No one except me took a blind bit of notice of her. Frances was deep in conversation with Uncle Vic whilst simultaneously fishing tea bags out of steaming mugs. She managed to drop every single tea bag on to Uncle Vic’s shoes, which she would slowly retrieve one by one.

I was vaguely aware of Lois droning on in the background for some rice pudding, but no one appeared to be taking any notice of her, either.

Mr Foggerty took out his yellow handkerchief from his suit pocket and absentmindedly dabbed the bald patch on top of his head.

“Is it raining, dear?” Frances questioned, looking up to the ceiling.

Uh oh, I thought. There was a hastening of droplets from the ceiling, then my mum’s voice shrieked from above. “I need help up here, Rosemary. There’s water EVERYWHERE!”

The bath had overflowed again. Our poor kitchen ceiling. Would it really take another battering?

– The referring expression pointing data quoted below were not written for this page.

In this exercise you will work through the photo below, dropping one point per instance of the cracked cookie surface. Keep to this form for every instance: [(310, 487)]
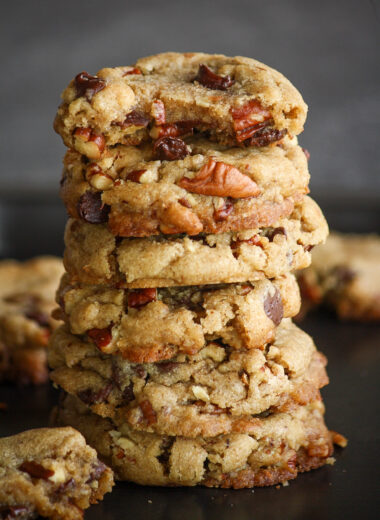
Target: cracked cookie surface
[(50, 472), (172, 95), (211, 190), (281, 446), (218, 390), (27, 291)]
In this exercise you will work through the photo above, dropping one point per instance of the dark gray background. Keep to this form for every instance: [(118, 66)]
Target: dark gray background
[(328, 48)]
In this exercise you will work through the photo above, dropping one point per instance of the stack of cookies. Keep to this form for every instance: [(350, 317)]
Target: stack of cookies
[(187, 196)]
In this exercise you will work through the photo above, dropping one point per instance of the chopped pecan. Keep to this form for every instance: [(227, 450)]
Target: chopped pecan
[(88, 85), (86, 135), (133, 70), (135, 176), (221, 180), (177, 218), (209, 79), (249, 119), (273, 306), (224, 212), (91, 208), (135, 118), (170, 149), (90, 396), (148, 412), (141, 297), (35, 470), (158, 112), (101, 337)]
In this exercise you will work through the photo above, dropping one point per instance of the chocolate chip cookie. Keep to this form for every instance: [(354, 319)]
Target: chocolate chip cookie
[(345, 275), (280, 446), (166, 97), (211, 189), (93, 255), (147, 325), (50, 472), (27, 291), (218, 390)]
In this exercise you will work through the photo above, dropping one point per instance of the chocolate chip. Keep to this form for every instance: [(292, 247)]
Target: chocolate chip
[(224, 212), (14, 512), (90, 396), (88, 85), (39, 317), (135, 118), (35, 470), (209, 79), (91, 208), (276, 231), (170, 149), (273, 307)]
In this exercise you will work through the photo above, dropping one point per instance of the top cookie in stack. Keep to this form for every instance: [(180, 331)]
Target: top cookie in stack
[(187, 196)]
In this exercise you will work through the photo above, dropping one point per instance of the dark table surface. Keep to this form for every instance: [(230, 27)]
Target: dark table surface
[(349, 489)]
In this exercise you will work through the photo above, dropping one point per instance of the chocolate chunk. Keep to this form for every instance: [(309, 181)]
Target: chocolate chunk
[(91, 208), (35, 470), (273, 307), (88, 85), (276, 231), (90, 396), (224, 212), (170, 149), (209, 79)]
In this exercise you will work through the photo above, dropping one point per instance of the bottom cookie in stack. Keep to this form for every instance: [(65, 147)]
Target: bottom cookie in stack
[(220, 418), (281, 446)]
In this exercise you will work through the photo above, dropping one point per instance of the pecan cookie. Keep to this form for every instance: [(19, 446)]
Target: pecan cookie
[(94, 255), (50, 472), (281, 446), (169, 96), (211, 189), (147, 325), (345, 275), (27, 292), (218, 390)]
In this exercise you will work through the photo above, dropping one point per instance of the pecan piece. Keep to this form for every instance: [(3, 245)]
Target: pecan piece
[(221, 180), (249, 119), (101, 337), (89, 143), (148, 412), (35, 470), (170, 149), (209, 79), (273, 306), (91, 208), (141, 297), (158, 111), (135, 118), (224, 212), (135, 176), (177, 218), (88, 85)]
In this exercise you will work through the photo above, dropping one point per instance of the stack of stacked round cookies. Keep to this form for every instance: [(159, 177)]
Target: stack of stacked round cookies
[(187, 193)]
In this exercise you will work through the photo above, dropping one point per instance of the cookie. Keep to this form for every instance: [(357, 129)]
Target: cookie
[(211, 189), (281, 446), (50, 472), (93, 255), (27, 291), (218, 390), (147, 325), (231, 100), (345, 275)]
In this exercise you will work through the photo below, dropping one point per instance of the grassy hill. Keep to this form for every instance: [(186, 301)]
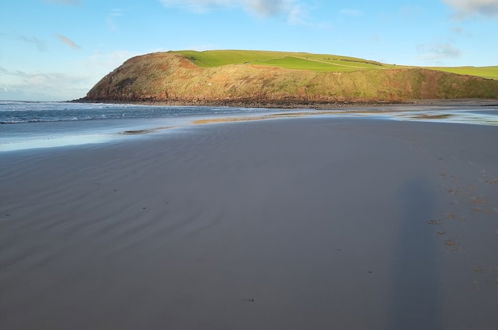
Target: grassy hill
[(288, 60), (264, 77), (489, 72)]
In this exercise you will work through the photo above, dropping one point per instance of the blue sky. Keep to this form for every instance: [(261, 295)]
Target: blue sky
[(57, 49)]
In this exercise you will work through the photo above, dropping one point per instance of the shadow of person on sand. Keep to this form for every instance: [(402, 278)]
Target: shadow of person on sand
[(415, 302)]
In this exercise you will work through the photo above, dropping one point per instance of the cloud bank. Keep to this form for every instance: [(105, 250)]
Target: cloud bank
[(262, 8), (466, 8), (438, 52), (66, 41)]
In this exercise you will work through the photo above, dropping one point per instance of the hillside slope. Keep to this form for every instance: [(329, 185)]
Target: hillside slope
[(248, 77)]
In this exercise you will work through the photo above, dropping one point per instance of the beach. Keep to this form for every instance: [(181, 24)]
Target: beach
[(299, 223)]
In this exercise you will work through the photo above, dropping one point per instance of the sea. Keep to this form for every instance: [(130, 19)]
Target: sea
[(34, 125)]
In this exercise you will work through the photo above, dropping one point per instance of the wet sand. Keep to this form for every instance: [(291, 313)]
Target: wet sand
[(305, 223)]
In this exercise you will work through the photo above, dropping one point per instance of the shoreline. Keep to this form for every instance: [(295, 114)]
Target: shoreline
[(300, 105), (286, 224)]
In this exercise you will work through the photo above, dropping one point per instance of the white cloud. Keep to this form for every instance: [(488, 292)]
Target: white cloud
[(351, 12), (66, 41), (56, 86), (17, 84), (438, 52), (465, 8), (113, 17), (262, 8), (65, 2), (40, 45)]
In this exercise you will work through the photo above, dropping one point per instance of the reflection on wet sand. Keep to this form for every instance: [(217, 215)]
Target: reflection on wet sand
[(415, 292)]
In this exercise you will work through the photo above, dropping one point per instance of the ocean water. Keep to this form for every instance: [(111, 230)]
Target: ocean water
[(30, 125)]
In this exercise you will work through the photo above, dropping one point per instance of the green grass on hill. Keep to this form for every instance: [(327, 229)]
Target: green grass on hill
[(289, 60), (313, 62), (490, 72)]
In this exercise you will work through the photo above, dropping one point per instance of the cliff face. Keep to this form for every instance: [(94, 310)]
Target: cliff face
[(170, 77)]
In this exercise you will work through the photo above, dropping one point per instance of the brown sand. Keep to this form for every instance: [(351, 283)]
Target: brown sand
[(308, 223)]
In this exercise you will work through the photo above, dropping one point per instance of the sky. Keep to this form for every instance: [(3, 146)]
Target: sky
[(58, 49)]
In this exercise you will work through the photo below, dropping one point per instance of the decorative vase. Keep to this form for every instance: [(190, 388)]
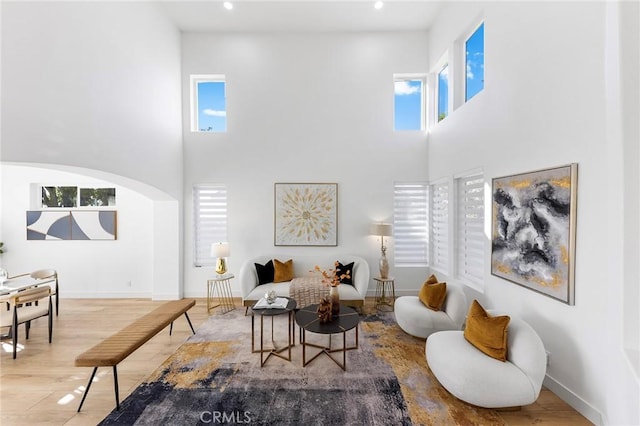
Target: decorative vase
[(384, 266), (324, 310), (335, 300)]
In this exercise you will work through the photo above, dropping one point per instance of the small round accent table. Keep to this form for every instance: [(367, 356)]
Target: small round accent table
[(347, 319), (220, 284), (385, 293), (274, 350)]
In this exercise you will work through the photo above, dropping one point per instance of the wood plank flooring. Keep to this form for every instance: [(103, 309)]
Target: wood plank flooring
[(43, 387)]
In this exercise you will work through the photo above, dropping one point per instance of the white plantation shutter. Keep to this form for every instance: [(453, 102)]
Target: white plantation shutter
[(210, 220), (470, 228), (440, 225), (410, 224)]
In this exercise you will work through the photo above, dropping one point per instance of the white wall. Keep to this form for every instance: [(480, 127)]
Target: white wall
[(120, 268), (96, 85), (549, 88), (303, 108)]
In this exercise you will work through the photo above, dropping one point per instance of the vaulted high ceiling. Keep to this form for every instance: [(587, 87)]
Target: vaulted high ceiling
[(301, 15)]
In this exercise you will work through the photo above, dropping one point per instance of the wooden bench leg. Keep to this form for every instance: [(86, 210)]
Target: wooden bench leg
[(188, 320), (86, 391), (115, 384)]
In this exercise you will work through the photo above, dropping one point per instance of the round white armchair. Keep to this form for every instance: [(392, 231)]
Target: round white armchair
[(416, 319), (481, 380)]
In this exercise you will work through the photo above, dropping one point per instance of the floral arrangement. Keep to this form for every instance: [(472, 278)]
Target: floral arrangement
[(333, 277)]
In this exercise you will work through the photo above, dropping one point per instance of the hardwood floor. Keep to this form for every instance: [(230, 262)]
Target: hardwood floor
[(43, 387)]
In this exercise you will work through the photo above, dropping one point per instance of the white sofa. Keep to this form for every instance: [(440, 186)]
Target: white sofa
[(478, 379), (350, 295), (418, 320)]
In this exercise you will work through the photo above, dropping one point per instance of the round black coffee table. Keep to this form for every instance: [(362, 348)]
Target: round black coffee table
[(347, 319), (274, 350)]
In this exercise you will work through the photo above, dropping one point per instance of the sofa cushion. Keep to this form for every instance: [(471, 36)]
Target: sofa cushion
[(414, 318), (265, 272), (487, 333), (342, 269), (283, 271), (433, 295), (476, 378), (431, 280)]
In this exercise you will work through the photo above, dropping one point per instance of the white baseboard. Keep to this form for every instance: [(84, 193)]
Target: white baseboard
[(579, 404), (109, 295)]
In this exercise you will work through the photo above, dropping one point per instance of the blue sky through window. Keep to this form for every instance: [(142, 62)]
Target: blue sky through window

How long before the entire ceiling collapsed? The drip, drip, drips were pretty steady. Uncle Vic had taken a saucepan from the cupboard and placed it strategically on the floor to catch the water. Frances was struggling with the tin opener for Lois’ rice pudding. Adi sidled towards the hallway.

“I’d better go, Rosemary,” he said. “See you tomorrow.”

I gave him a look that I hoped conveyed my frustration with the situation. “I’d better go and help my mum,” I said. “She’ll need towels, and lots of them.”

The bathroom floor was soaked and Mum was emptying bath water down the plughole whilst trying to mop up great puddles from the floor.

“Dad will go mad,” I said peeling off my already sodden socks and trying to ignore the sound of Lois’ wails which I knew would reach a crescendo in the next few minutes.

“Yes, well, we won’t tell him, Rosie. Once the kitchen ceiling dries out, I’m sure it will be fine, and I can always patch it up with a bit of Polyfilla.”

Mum had a habit of “patching things up”. The problem was she would become engrossed in whatever task she was doing and inadvertently “forget” the cake in the oven, the bath she was running, or the coffee she was making.